Eeny, meeny, miny, moe…

When a purse snatcher is looking to get something for nothing, he waits for an opportunity (big purse, little woman) to come to him. He has no guarantee of what he will get from the transaction and has no pre-knowledge about the target. This is known as a “crime of opportunity,” which is not likely to happen at Fort Knox.

In cyber security, attacks that are looking to infect any old computer are taking a page from this strategy. Minimal effort is utilized, and to make a profit, many targets will need to be exploited.

Target Locked

No one will ever accidently rob Fort Knox. If a real attempt is ever made, the facility will be precisely targeted because of the rich “take” from the crime.

Similarly, targeted attacks on a network have specific goals ranging from attempting to gain access to proprietary information (espionage), transferring funds out of accounts, crippling critical Internet or infrastructure resources (utilities, communications) or assisting in extortion schemes. These types of attacks have a much more devastating impact than random attacks, but are also much more difficult to pull off.

Preparation

A second major differentiator between various types of attackers – both in the physical and cyber world – is the level of preparation required to carry out their attacks. With most “common criminals,” a pressing need (rent, food, drugs, etc.) immediately precipitates the crime of opportunity, and little planning is involved. On the other hand, a gang of criminals looking to rob Fort Knox would have to spend an exorbitant amount of time researching and preparing for the caper.

In network security, when an attacking group patiently plans and executes a targeted attack, it is known as an elite threat. This type of threat starts with reconnaissance of the target (also known as “fingerprinting”). The advanced attackers then begin formulating an attack designed to gain the desired “take” and avoid detection. Intelligence gathering and ingenious (human) planning are the two primary markers for the elite attacker. Because they have time to craft a strategy that thwarts automatic detection mechanisms, countering these attackers likewise requires skilled analysts (smart human beings) to combat their efforts.

Resources

Another issue facing any criminal looking to “knock over” Fort Knox is the availability of resources. The guarded facility is manned by hundreds of soldiers outfitted in hundreds of millions of dollars’ worth of equipment. Success in breaching the most secured vault in the world is going to require a significant amount of manpower and funding.

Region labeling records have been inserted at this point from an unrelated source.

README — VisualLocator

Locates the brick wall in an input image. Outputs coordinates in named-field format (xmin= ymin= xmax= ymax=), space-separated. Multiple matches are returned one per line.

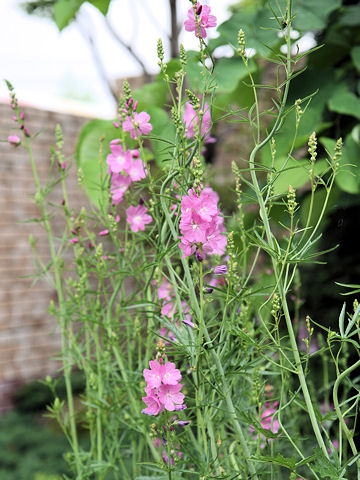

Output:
xmin=0 ymin=103 xmax=88 ymax=411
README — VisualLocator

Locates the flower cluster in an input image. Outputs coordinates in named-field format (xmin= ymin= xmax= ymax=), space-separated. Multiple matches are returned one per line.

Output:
xmin=153 ymin=432 xmax=183 ymax=465
xmin=106 ymin=97 xmax=152 ymax=232
xmin=183 ymin=102 xmax=215 ymax=143
xmin=179 ymin=187 xmax=227 ymax=257
xmin=184 ymin=2 xmax=216 ymax=38
xmin=126 ymin=205 xmax=152 ymax=232
xmin=142 ymin=360 xmax=186 ymax=415
xmin=249 ymin=402 xmax=280 ymax=448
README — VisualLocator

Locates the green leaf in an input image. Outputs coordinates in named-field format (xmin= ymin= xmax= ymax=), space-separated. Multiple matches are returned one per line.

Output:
xmin=300 ymin=186 xmax=340 ymax=235
xmin=329 ymin=90 xmax=360 ymax=119
xmin=214 ymin=57 xmax=257 ymax=94
xmin=339 ymin=5 xmax=360 ymax=27
xmin=133 ymin=81 xmax=167 ymax=111
xmin=185 ymin=50 xmax=210 ymax=91
xmin=319 ymin=131 xmax=360 ymax=194
xmin=88 ymin=0 xmax=111 ymax=15
xmin=312 ymin=448 xmax=341 ymax=480
xmin=53 ymin=0 xmax=84 ymax=32
xmin=350 ymin=45 xmax=360 ymax=72
xmin=76 ymin=120 xmax=119 ymax=207
xmin=274 ymin=158 xmax=328 ymax=195
xmin=251 ymin=453 xmax=296 ymax=470
xmin=218 ymin=6 xmax=280 ymax=56
xmin=261 ymin=69 xmax=346 ymax=166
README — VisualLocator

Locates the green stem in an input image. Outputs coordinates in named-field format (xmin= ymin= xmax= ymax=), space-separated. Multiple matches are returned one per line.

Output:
xmin=24 ymin=136 xmax=82 ymax=477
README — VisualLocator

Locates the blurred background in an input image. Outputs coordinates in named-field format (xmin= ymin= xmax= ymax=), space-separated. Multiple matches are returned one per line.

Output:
xmin=0 ymin=0 xmax=360 ymax=480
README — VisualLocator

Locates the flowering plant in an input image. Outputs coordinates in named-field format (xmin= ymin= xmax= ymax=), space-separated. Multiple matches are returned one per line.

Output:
xmin=4 ymin=0 xmax=360 ymax=480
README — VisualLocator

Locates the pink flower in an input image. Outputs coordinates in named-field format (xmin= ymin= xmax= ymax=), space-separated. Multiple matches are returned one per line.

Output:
xmin=162 ymin=362 xmax=181 ymax=385
xmin=183 ymin=102 xmax=215 ymax=143
xmin=141 ymin=395 xmax=164 ymax=415
xmin=179 ymin=187 xmax=227 ymax=257
xmin=249 ymin=402 xmax=280 ymax=448
xmin=214 ymin=265 xmax=227 ymax=275
xmin=184 ymin=2 xmax=216 ymax=38
xmin=157 ymin=280 xmax=174 ymax=300
xmin=143 ymin=360 xmax=164 ymax=388
xmin=110 ymin=173 xmax=131 ymax=205
xmin=142 ymin=360 xmax=186 ymax=415
xmin=8 ymin=135 xmax=21 ymax=147
xmin=106 ymin=142 xmax=131 ymax=173
xmin=159 ymin=383 xmax=184 ymax=412
xmin=126 ymin=205 xmax=152 ymax=232
xmin=123 ymin=112 xmax=152 ymax=138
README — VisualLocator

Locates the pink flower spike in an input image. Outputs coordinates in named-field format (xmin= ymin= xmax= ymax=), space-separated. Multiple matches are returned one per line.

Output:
xmin=184 ymin=2 xmax=216 ymax=38
xmin=162 ymin=362 xmax=182 ymax=385
xmin=126 ymin=205 xmax=152 ymax=232
xmin=214 ymin=265 xmax=227 ymax=275
xmin=159 ymin=383 xmax=184 ymax=412
xmin=106 ymin=140 xmax=131 ymax=173
xmin=143 ymin=360 xmax=164 ymax=393
xmin=157 ymin=280 xmax=174 ymax=300
xmin=110 ymin=173 xmax=131 ymax=205
xmin=130 ymin=149 xmax=140 ymax=158
xmin=126 ymin=158 xmax=146 ymax=182
xmin=8 ymin=135 xmax=21 ymax=147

On the Internet, a good bit of “common hackery” is performed by undisciplined and untrained pseudo-hackers commonly called “script kiddies.” They write malware with no target in mind and no budget to support their attacks. On the flip side, elite attackers often dedicate vast amounts of resources to carrying out their attacks, especially when the crime can produce a large return.

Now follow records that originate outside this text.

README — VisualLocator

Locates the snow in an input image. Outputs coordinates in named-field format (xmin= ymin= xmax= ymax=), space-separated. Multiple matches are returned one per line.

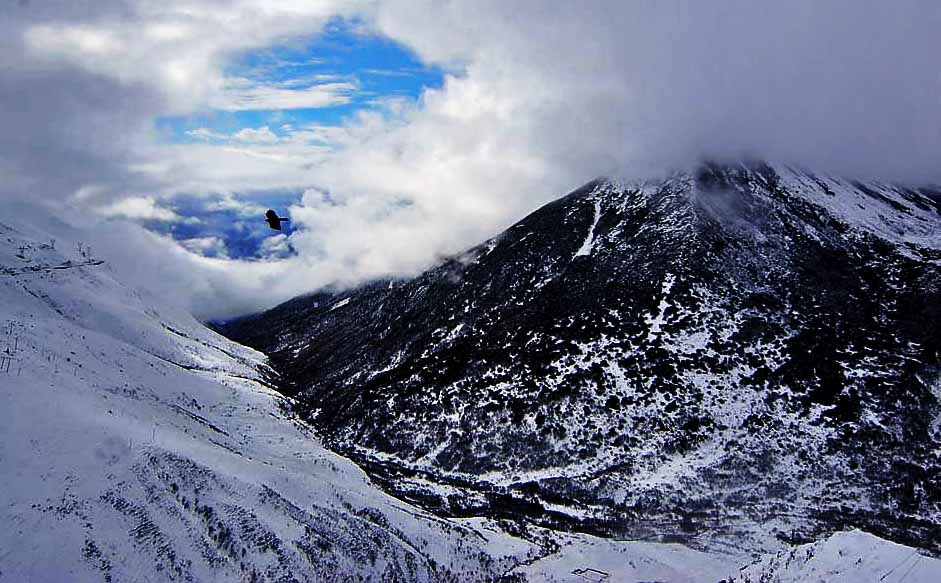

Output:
xmin=733 ymin=530 xmax=941 ymax=583
xmin=330 ymin=298 xmax=350 ymax=312
xmin=0 ymin=204 xmax=941 ymax=583
xmin=0 ymin=213 xmax=532 ymax=581
xmin=575 ymin=200 xmax=601 ymax=257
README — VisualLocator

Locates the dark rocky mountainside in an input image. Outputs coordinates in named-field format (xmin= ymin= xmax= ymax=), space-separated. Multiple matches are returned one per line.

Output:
xmin=222 ymin=162 xmax=941 ymax=551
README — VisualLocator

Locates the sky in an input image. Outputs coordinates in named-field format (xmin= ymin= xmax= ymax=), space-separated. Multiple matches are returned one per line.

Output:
xmin=0 ymin=0 xmax=941 ymax=318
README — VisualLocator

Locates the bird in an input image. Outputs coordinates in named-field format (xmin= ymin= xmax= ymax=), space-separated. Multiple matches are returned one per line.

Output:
xmin=265 ymin=209 xmax=289 ymax=231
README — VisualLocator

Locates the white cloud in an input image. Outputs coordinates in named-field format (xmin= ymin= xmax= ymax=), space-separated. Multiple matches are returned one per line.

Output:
xmin=186 ymin=128 xmax=229 ymax=141
xmin=232 ymin=126 xmax=278 ymax=144
xmin=180 ymin=237 xmax=229 ymax=259
xmin=209 ymin=79 xmax=356 ymax=111
xmin=258 ymin=233 xmax=291 ymax=259
xmin=96 ymin=196 xmax=183 ymax=223
xmin=7 ymin=0 xmax=941 ymax=322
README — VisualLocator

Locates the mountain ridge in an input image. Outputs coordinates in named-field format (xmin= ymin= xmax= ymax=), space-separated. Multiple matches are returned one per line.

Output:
xmin=218 ymin=162 xmax=941 ymax=550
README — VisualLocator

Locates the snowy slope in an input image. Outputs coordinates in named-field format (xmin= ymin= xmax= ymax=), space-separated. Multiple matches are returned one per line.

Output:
xmin=0 ymin=195 xmax=941 ymax=583
xmin=223 ymin=161 xmax=941 ymax=551
xmin=733 ymin=530 xmax=941 ymax=583
xmin=0 ymin=213 xmax=534 ymax=582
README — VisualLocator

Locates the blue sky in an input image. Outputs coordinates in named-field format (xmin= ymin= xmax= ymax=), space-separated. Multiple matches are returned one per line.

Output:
xmin=155 ymin=20 xmax=444 ymax=149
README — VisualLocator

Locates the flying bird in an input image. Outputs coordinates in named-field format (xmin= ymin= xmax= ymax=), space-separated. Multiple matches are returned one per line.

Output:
xmin=265 ymin=209 xmax=289 ymax=231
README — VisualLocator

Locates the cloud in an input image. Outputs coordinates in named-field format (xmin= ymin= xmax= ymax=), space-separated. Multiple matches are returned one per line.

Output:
xmin=186 ymin=128 xmax=229 ymax=141
xmin=0 ymin=0 xmax=941 ymax=316
xmin=209 ymin=78 xmax=356 ymax=111
xmin=96 ymin=196 xmax=183 ymax=223
xmin=232 ymin=126 xmax=278 ymax=144
xmin=180 ymin=237 xmax=229 ymax=259
xmin=258 ymin=233 xmax=291 ymax=259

State-sponsored elite attacks (referred to as the advanced persistent threat or APT) have the potential of drawing upon near bottomless sacks of cash, while enterprise-sponsored espionage efforts can be nearly as well funded. In addition to funding, the number of individuals willing to join in the attack also adds to its success. Cyber-attacks that have multiple, well-funded attackers working together make for a much more formidable threat than random, opportunistic attacks.

Wrap Up

By pulling these three categories of attacker characteristics together, we can conclude that a well-prepared, well-funded group of attackers with time on their side makes for a dangerous crew when plotting to exploit a high-value target. While detection mechanisms such as firewalls, signature-based intrusion detection and log monitoring can easily screen out the “purse snatchers” coming after network resources, defending against an elite attacker or APT requires quality intelligence in the hands of skilled analysts. In the next and final part of this series, we will take a look at the incident response procedures required to thwart these elite threats.